After Isaac’s opening start-and-stop monologue, Manhattan gives way to a Gershwin-scored montage that could practically be a tourist-bureau advertisement for NYC, complete with romantic black-and-white images of Times Square, Lincoln Center, Central Park, Radio City Music Hall, Yankee Stadium, and the whole skyline illuminated by fireworks.
But Manhattan isn’t all paean. One of the movie’s most remarkable qualities is the way the “classic” look of Gordon Willis’ black-and-white cinematography plays against a New York that looks very much like the America of 1978 and 1979, with tape recorders and racquetball clubs. There’s also a push-pull between Isaac’s two romantic interests: a teenage optimist played by Mariel Hemingway and a middle-aged cynic played by Diane Keaton. When I first watched Manhattan as a teenager, I didn’t like the movie that much. I missed the fun, free-spirited Keaton of Annie Hall, and found her and her friends—with their “Academy Of The Overrated,” dedicated to knocking the likes of Ingmar Bergman and F. Scott Fitzgerald—so insufferable that I found it hard to believe that Isaac would want to spend time with them. Now I see that it’s more complicated than I’d realized as a kid; Allen is satirizing above-it-all New York intellectuals while still loving them for their folly, in the same way that he can hail his city while still calling it “a metaphor for the decay of contemporary culture.”

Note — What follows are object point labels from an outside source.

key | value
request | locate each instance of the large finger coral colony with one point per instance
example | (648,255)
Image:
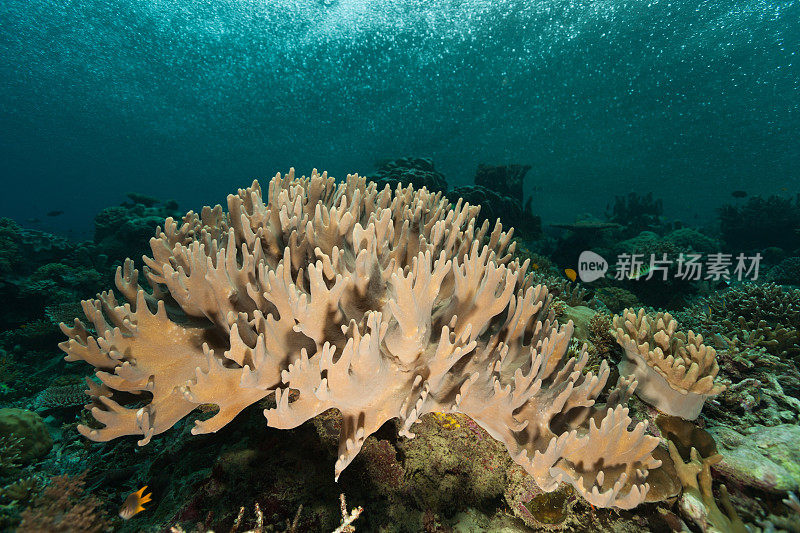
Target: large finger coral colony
(379,303)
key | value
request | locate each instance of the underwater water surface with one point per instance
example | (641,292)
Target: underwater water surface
(374,353)
(190,100)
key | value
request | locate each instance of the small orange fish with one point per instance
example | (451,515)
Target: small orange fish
(134,503)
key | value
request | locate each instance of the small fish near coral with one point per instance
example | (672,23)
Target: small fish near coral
(134,503)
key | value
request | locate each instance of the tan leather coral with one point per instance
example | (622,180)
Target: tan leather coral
(676,372)
(381,304)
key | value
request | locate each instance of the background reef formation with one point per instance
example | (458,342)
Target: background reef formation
(381,304)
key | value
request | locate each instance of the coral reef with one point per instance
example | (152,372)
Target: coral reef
(697,502)
(63,506)
(676,371)
(757,314)
(416,171)
(381,304)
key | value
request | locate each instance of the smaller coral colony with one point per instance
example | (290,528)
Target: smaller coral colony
(386,301)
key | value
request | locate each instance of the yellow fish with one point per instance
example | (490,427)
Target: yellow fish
(134,503)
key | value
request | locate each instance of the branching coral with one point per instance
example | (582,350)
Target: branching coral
(675,371)
(381,304)
(697,502)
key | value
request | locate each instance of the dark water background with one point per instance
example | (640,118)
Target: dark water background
(192,99)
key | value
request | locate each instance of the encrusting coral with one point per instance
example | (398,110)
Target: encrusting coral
(381,304)
(676,372)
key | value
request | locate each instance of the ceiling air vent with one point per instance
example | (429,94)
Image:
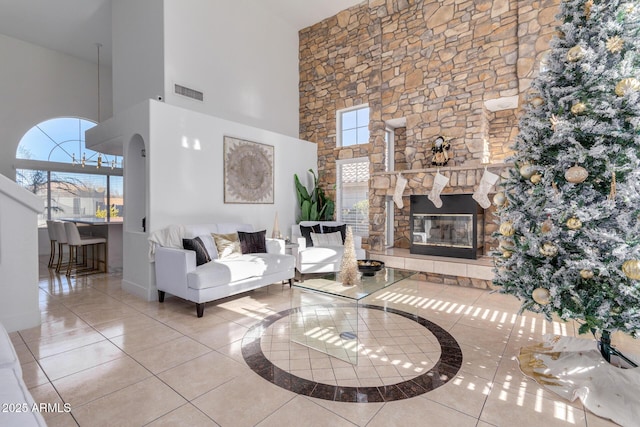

The perfect spot to talk about Manhattan is just below the Queensboro Bridge, where Allen and Keaton share a scene in the movie so romantic and memorable that it became the poster image. We made our way there through the heavy late-afternoon traffic, past the Bowery, the Flatiron Building, and the UN Headquarters. Again, there were highs and lows even to the drive: from the excitement of being near places I’d read about and seen in pictures, to the hassle of moving at a crawl, with rain threatening to make our shoot at the bridge a damp one.
When we hit the spot—a little “pocket park,” with a bench—Egan pointed out some of what was across the water, including Roosevelt Island, with its famous tramway, and Silvercup Studios, which 30 Rock, The Sopranos and Sex And The City have all used as a home base. And, this being New York, the bridge itself isn’t just iconic because of one movie. It’s also known as the 59th Street Bridge, which Simon & Garfunkel immortalized in the song “Feelin’ Groovy,” and it’s the bridge of eternal crossing in the opening credits of Taxi. And in The Great Gatsby, Nick Carraway says, “The city seen from the Queensboro Bridge is always the city seen for the first time, in its first wild promise of all the mystery and the beauty in the world.”
The Manhattan site, one of several disconnected Sutton Place parks, is at the end of a dead-end street—at one time the home of the “Dead End Kids”—flanked now by very pricey apartments, with gated-off parking. It’s a public place surrounded by exclusivity, on a road that sightseers would have to know about ahead of time to find. Contra Gatsby, it’s the view from the city, looking up at the bridge and across to Queens and Brooklyn. And while it’s not a definitive New York location, it is striking in its smallness. The park is just a nook, really, carved into the rock and yet somehow ephemeral, as though we could’ve turned the corner and found it gone—or at least inaccessible.